In 1911 tensions in China grew to a breaking point. This was especially the case in on the urbanized southern Chinese coast. For example, in April 1911, the Second Guangzhou Uprising (led by Huang Xing) broke out – and was quickly crushed. One of the commanders central to putting down this revolt was the aforementioned Li Chun, who had previously been involved in combating many revolutionary uprisings since 1907. He became a target of not only the Chinese Assassination Corps, but another insurrectionist group as well. The Corps' designated assassin, Lin Kuan-tz'u, joined forces with the other assassin – Ch'en Ching-yüeh – after realizing their common goal while tracking Li. On August 13, Lin attempted to kill the commander by throwing a home-made bomb at him as Li was making his way to his office. The explosion wounded Li and killed several of his guards, who quickly gunned down the bomb-thrower. A waiting Ch'en was soon arrested at a secondary location, and later executed.

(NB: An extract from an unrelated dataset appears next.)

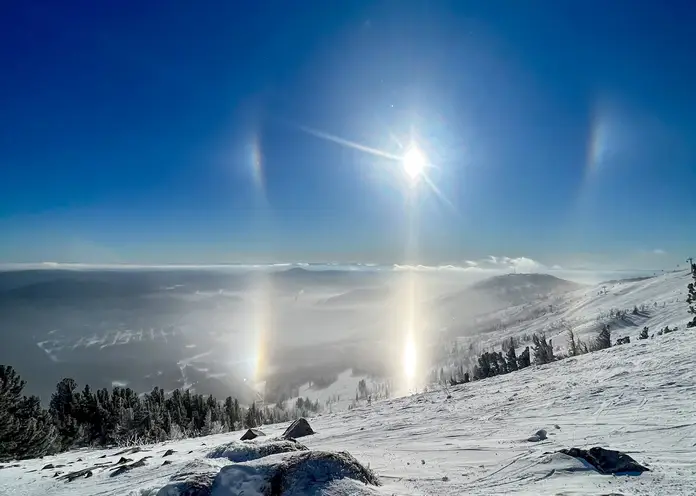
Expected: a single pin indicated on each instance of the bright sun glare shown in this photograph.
(409, 361)
(414, 162)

On 10 October 1911, the Wuchang Uprising broke out. Considered by some historians to have been triggered at least partially by the Second Guangzhou Uprising, the revolt would itself go on to serve as the catalyst to the Xinhai Revolution. The Revolution of 1911 first came to Guangdong on 25 October, when the new Turkic-General Fengshan, who had been named as a replacement for the recently assassinated Fu-ch'i, was assassinated within minutes of arriving in the city. The deed was the work of a group of revolutionaries centered on the Chinese Assassination Corps and carried out by two brothers, Li Ying-sheng and Li P'ei-chi, both of whom escaped.